Supported frameworks for Amplify Hosting are Next.js, Nuxt, or other frameworks with a community or custom adapter. SPA (Single Page Application) frameworks including React, Angular and Vue.js are also supported, as well as static site generators such as Gatsby, Hugo and Jekyll. SSR applications add complexity because code runs on the host as well as on the client.
On the client side, Amplify targets mobile and web applications, including React Native and Flutter. Amplify UI is a set of React components for building a rich user interface.
Amplify has the potential to enable quick and robust development of secure, scalable applications. Like all abstractions though, it can cause issues when the developer needs access to out of scope features, or runs into issues with the generated applications and infrastructure. A long-standing problem is delays when a Next.js application cold starts, recently raised again by a user complaining that “the website takes more than 3-4 seconds to load because of the cold start.” Another user found it impossible to set the NODE_OPTIONS environment variable, used by the Node.js runtime, because “Amplify just ignores it.”

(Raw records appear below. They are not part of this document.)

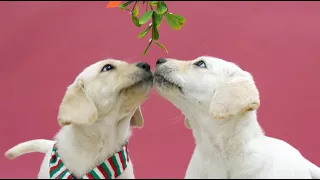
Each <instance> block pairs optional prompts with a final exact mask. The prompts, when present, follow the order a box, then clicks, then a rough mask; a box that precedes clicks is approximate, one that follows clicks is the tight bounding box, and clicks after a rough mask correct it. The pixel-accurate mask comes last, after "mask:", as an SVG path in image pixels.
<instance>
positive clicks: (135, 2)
mask: <svg viewBox="0 0 320 180" xmlns="http://www.w3.org/2000/svg"><path fill="white" fill-rule="evenodd" d="M138 2H139V1H135V3H134V5H133V7H132V10H131V11H132V12H133V11H134V8H136V5H137V4H138Z"/></svg>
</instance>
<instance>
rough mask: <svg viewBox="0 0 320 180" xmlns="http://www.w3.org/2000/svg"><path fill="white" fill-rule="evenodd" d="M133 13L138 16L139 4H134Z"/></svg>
mask: <svg viewBox="0 0 320 180" xmlns="http://www.w3.org/2000/svg"><path fill="white" fill-rule="evenodd" d="M133 15H134V16H138V15H139V5H138V4H136V7H135V8H134V11H133Z"/></svg>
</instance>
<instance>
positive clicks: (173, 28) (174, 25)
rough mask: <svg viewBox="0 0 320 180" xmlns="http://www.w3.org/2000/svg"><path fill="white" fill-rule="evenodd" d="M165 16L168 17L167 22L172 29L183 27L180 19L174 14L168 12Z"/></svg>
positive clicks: (177, 29)
mask: <svg viewBox="0 0 320 180" xmlns="http://www.w3.org/2000/svg"><path fill="white" fill-rule="evenodd" d="M164 16H165V18H166V21H167V23H168V24H169V26H170V27H171V28H172V29H174V30H180V29H181V25H180V23H179V21H178V19H177V18H176V17H175V16H174V15H172V14H168V13H166V14H165V15H164Z"/></svg>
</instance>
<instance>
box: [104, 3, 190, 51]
mask: <svg viewBox="0 0 320 180" xmlns="http://www.w3.org/2000/svg"><path fill="white" fill-rule="evenodd" d="M111 2H115V1H109V3H111ZM130 4H131V5H132V8H128V7H129V5H130ZM140 4H142V6H144V7H145V12H144V13H143V14H142V15H141V16H140V18H139V5H140ZM118 7H119V8H120V9H121V10H127V11H129V12H130V14H131V19H132V22H133V24H134V25H136V26H137V27H141V26H142V25H144V24H147V23H148V22H150V23H149V24H148V26H147V27H146V28H145V29H144V30H143V31H141V32H140V33H139V34H138V38H139V39H140V38H142V37H145V36H146V35H148V34H151V37H150V39H149V43H148V45H147V47H146V48H145V50H144V52H143V55H146V54H147V51H148V49H149V48H150V46H151V44H152V43H156V44H157V45H158V46H159V47H160V48H162V49H163V50H164V51H165V52H166V53H168V50H167V48H166V47H165V46H164V45H163V44H161V43H160V42H159V37H160V36H159V27H160V25H161V23H162V20H163V17H165V19H166V22H167V24H168V25H169V26H170V27H171V28H172V29H174V30H180V29H181V28H182V26H183V25H184V23H185V18H184V17H183V16H180V15H178V14H173V13H170V12H169V11H168V7H167V5H166V3H165V1H125V2H124V3H122V4H119V5H118Z"/></svg>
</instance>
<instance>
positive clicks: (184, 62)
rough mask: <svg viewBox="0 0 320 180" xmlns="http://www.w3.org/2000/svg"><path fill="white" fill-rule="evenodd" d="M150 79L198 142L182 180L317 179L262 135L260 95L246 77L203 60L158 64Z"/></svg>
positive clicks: (254, 85)
mask: <svg viewBox="0 0 320 180" xmlns="http://www.w3.org/2000/svg"><path fill="white" fill-rule="evenodd" d="M154 77H155V86H156V89H157V91H158V92H159V94H160V95H161V96H163V97H164V98H165V99H167V100H168V101H170V102H171V103H172V104H173V105H174V106H176V107H177V108H178V109H180V110H181V111H182V113H183V114H184V115H185V117H186V119H185V126H186V127H187V128H189V129H191V130H192V133H193V136H194V139H195V142H196V147H195V150H194V152H193V155H192V157H191V160H190V163H189V166H188V168H187V171H186V175H185V178H187V179H189V178H190V179H192V178H196V179H199V178H201V179H207V178H208V179H234V178H235V179H236V178H238V179H242V178H245V179H263V178H267V179H273V178H284V179H299V178H301V179H311V178H320V168H318V167H317V166H316V165H314V164H312V163H311V162H310V161H308V160H307V159H305V158H304V157H303V156H302V155H301V154H300V152H299V151H298V150H297V149H295V148H294V147H292V146H291V145H289V144H288V143H286V142H285V141H282V140H279V139H276V138H271V137H268V136H266V135H264V132H263V130H262V129H261V127H260V125H259V123H258V121H257V116H256V111H257V109H258V108H259V105H260V98H259V91H258V89H257V87H256V85H255V82H254V80H253V77H252V76H251V74H250V73H249V72H246V71H244V70H242V69H241V68H240V67H239V66H237V65H235V64H234V63H231V62H227V61H224V60H222V59H218V58H214V57H208V56H202V57H199V58H197V59H195V60H191V61H180V60H175V59H159V60H158V61H157V63H156V70H155V73H154Z"/></svg>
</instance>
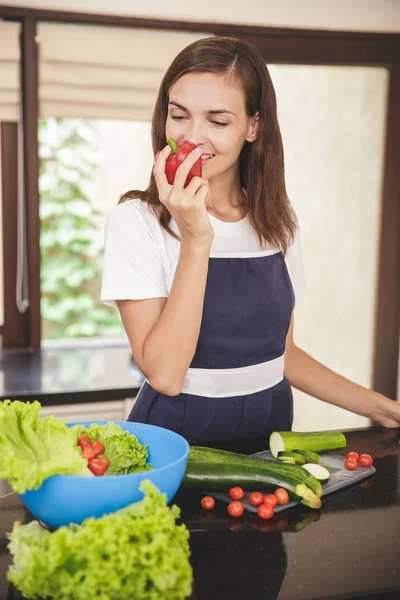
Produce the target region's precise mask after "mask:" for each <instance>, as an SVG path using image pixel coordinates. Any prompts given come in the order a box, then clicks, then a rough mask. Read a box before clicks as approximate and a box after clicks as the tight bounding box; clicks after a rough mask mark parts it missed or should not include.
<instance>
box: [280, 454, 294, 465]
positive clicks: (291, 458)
mask: <svg viewBox="0 0 400 600" xmlns="http://www.w3.org/2000/svg"><path fill="white" fill-rule="evenodd" d="M278 460H279V461H280V462H282V463H284V464H285V465H295V464H296V459H295V458H290V456H287V457H286V458H285V457H284V456H283V457H281V458H278Z"/></svg>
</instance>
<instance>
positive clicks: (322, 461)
mask: <svg viewBox="0 0 400 600" xmlns="http://www.w3.org/2000/svg"><path fill="white" fill-rule="evenodd" d="M252 456H256V457H257V458H269V459H272V458H273V457H272V454H271V452H270V451H269V450H263V451H262V452H257V453H256V454H252ZM344 460H345V457H344V456H340V455H339V454H331V453H326V454H320V461H319V464H320V465H323V466H324V467H326V468H327V469H328V471H329V472H330V474H331V478H330V479H329V481H328V483H325V484H324V485H323V486H322V497H324V496H327V495H328V494H331V493H332V492H336V491H338V490H341V489H343V488H345V487H348V486H349V485H353V484H354V483H357V482H358V481H362V480H363V479H366V478H367V477H370V476H371V475H373V474H374V473H375V472H376V469H375V467H361V466H358V467H357V469H356V470H355V471H348V470H347V469H346V467H345V466H344ZM254 491H255V492H256V491H257V492H263V491H264V490H261V489H260V490H258V489H257V490H256V489H255V490H254ZM206 493H207V494H210V495H211V496H213V497H214V498H217V499H218V500H222V501H223V502H226V503H229V502H232V499H231V498H230V497H229V496H228V494H221V493H220V492H218V493H216V492H211V491H210V492H206ZM249 496H250V492H245V497H244V498H243V499H242V500H241V502H242V503H243V504H244V507H245V509H246V510H248V511H250V512H253V513H257V506H252V505H251V504H250V502H249ZM299 505H300V503H299V502H294V501H293V500H291V501H290V502H288V504H285V505H279V504H278V505H277V506H276V507H275V512H276V513H277V512H280V511H281V510H286V509H287V508H291V507H292V506H299Z"/></svg>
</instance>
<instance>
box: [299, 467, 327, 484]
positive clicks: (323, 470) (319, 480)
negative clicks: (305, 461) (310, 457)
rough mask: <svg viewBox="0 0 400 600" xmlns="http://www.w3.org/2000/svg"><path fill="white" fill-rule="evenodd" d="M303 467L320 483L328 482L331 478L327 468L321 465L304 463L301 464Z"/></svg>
mask: <svg viewBox="0 0 400 600" xmlns="http://www.w3.org/2000/svg"><path fill="white" fill-rule="evenodd" d="M303 469H305V470H306V471H308V473H311V475H313V476H314V477H315V479H318V481H320V482H321V484H322V485H323V484H324V483H328V481H329V479H330V478H331V474H330V472H329V471H328V469H327V468H326V467H323V466H322V465H316V464H315V463H306V464H305V465H303Z"/></svg>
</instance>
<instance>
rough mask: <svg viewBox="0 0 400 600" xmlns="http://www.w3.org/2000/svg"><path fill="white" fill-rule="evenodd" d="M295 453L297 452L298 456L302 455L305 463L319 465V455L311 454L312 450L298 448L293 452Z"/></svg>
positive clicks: (315, 453) (293, 451)
mask: <svg viewBox="0 0 400 600" xmlns="http://www.w3.org/2000/svg"><path fill="white" fill-rule="evenodd" d="M293 452H296V454H301V455H302V456H303V457H304V459H305V460H304V463H306V462H308V463H315V464H316V465H317V464H318V463H319V454H317V453H316V452H311V450H299V449H297V448H296V450H293ZM304 463H303V464H304Z"/></svg>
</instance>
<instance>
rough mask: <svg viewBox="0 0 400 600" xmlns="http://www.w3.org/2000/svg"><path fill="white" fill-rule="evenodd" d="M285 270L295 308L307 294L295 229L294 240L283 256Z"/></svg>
mask: <svg viewBox="0 0 400 600" xmlns="http://www.w3.org/2000/svg"><path fill="white" fill-rule="evenodd" d="M285 261H286V266H287V270H288V272H289V277H290V281H291V282H292V287H293V291H294V298H295V306H298V305H299V304H300V302H301V301H302V300H303V298H304V297H305V296H306V294H307V284H306V277H305V272H304V264H303V255H302V251H301V238H300V231H299V230H298V229H297V230H296V233H295V237H294V240H293V242H292V244H291V245H290V246H289V248H288V250H287V252H286V256H285Z"/></svg>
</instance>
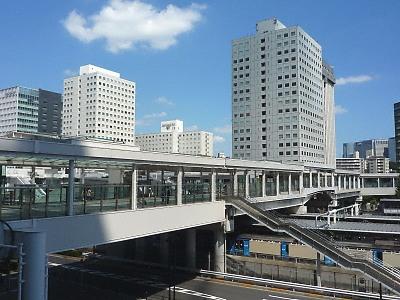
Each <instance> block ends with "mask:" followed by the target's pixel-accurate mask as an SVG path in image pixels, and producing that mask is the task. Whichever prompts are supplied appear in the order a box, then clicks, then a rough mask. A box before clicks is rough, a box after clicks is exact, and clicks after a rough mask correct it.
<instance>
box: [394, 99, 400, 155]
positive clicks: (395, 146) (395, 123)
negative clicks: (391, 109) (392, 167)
mask: <svg viewBox="0 0 400 300" xmlns="http://www.w3.org/2000/svg"><path fill="white" fill-rule="evenodd" d="M394 138H395V141H396V146H395V147H396V161H397V162H400V102H397V103H395V104H394Z"/></svg>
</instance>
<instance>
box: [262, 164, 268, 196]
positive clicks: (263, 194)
mask: <svg viewBox="0 0 400 300" xmlns="http://www.w3.org/2000/svg"><path fill="white" fill-rule="evenodd" d="M266 179H267V174H266V171H264V170H263V171H262V175H261V195H262V197H266V196H267V189H266V188H267V186H266V182H267V180H266Z"/></svg>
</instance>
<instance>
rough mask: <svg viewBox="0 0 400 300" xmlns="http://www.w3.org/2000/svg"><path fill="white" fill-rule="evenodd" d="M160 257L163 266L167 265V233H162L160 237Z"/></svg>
mask: <svg viewBox="0 0 400 300" xmlns="http://www.w3.org/2000/svg"><path fill="white" fill-rule="evenodd" d="M160 256H161V263H162V264H163V265H165V266H167V265H168V259H169V240H168V233H164V234H161V235H160Z"/></svg>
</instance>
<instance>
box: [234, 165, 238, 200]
mask: <svg viewBox="0 0 400 300" xmlns="http://www.w3.org/2000/svg"><path fill="white" fill-rule="evenodd" d="M233 196H235V197H237V196H239V180H238V174H237V171H236V170H235V171H233Z"/></svg>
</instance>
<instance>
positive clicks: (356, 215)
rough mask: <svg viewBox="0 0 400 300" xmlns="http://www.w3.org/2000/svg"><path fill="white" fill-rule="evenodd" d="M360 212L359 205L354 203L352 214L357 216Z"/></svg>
mask: <svg viewBox="0 0 400 300" xmlns="http://www.w3.org/2000/svg"><path fill="white" fill-rule="evenodd" d="M359 214H360V205H359V204H356V206H355V207H354V215H356V216H358V215H359Z"/></svg>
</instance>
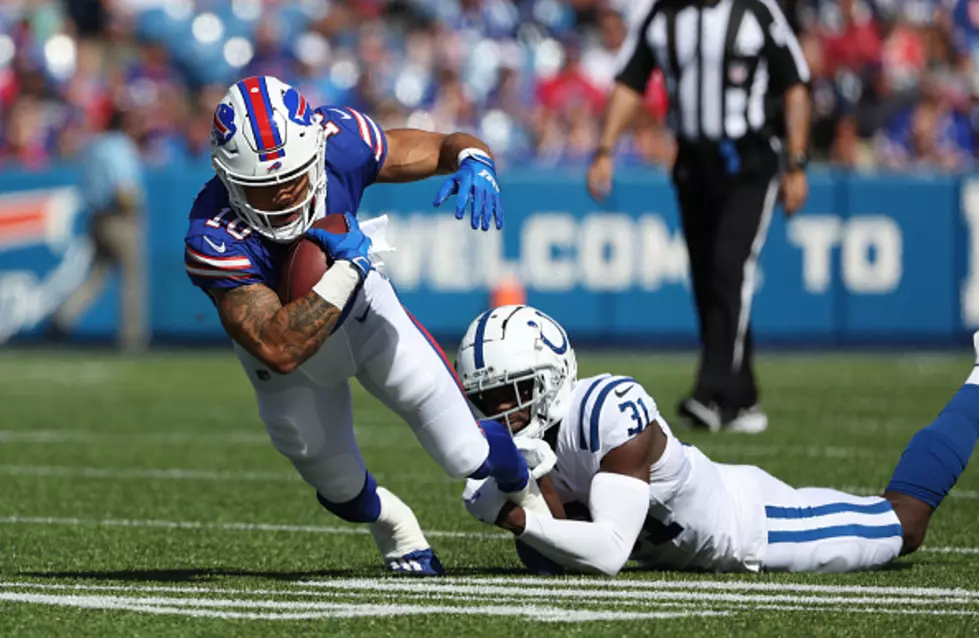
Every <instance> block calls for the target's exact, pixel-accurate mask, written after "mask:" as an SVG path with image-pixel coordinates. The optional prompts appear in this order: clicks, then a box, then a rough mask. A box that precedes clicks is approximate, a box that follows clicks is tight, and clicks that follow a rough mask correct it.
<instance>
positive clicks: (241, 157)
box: [211, 76, 326, 243]
mask: <svg viewBox="0 0 979 638" xmlns="http://www.w3.org/2000/svg"><path fill="white" fill-rule="evenodd" d="M319 120H320V118H319V116H316V117H314V114H313V108H312V106H310V105H309V103H308V102H306V99H305V98H303V96H302V95H300V94H299V91H297V90H296V89H294V88H293V87H291V86H289V85H288V84H286V83H284V82H282V81H280V80H278V79H276V78H274V77H272V76H257V77H249V78H245V79H244V80H241V81H240V82H237V83H235V84H234V85H232V87H231V88H230V89H228V92H227V93H226V94H225V96H224V98H223V99H222V100H221V103H220V104H218V106H217V109H215V111H214V120H213V122H212V125H211V164H212V166H214V171H215V172H216V173H217V175H218V177H219V178H220V179H221V181H222V182H223V183H224V186H225V187H226V188H227V189H228V195H229V199H230V201H231V207H232V208H233V209H234V211H235V212H236V213H237V214H238V215H239V216H240V217H241V218H242V219H243V220H244V221H245V223H246V224H248V225H249V226H251V228H252V229H254V230H255V231H256V232H258V233H260V234H262V235H264V236H265V237H268V238H269V239H272V240H274V241H277V242H283V243H288V242H291V241H293V240H294V239H296V238H297V237H299V236H300V235H302V234H303V233H304V232H305V231H306V230H307V229H308V228H309V227H310V226H311V225H312V223H313V220H314V215H315V208H316V203H317V201H323V198H324V197H325V196H326V163H325V156H326V144H325V142H326V136H325V133H324V131H323V127H322V126H321V124H320V121H319ZM304 174H306V175H308V176H309V190H308V192H307V193H306V194H305V195H304V196H303V197H302V198H301V199H300V201H299V202H298V203H296V204H294V205H292V206H290V207H289V208H287V209H285V210H262V209H259V208H256V207H254V206H252V205H251V203H249V201H248V194H247V189H249V188H254V187H258V186H270V185H275V184H287V183H289V182H291V181H292V180H295V179H300V178H301V177H302V176H303V175H304ZM292 216H296V218H295V219H289V218H290V217H292Z"/></svg>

Another developer ran up an unexpected bill when using an Amazon OpenSearch database with Amplify. The developer created a prototype with Amplify, then deleted it, but did not realise that an OpenSearch virtual machine was left running. AWS refunded the cost and has improved the documentation.
There is nothing in Amplify that developers cannot also achieve by configuring their own AWS infrastructure with the full CDK (Cloud Development Kit) or other tools, but to do so would require deeper knowledge of AWS. Amplify simplifies this but it may be less well cost-optimized or even cause problems, as with the OpenSearch example, when users need to go beyond what it offers out of the box.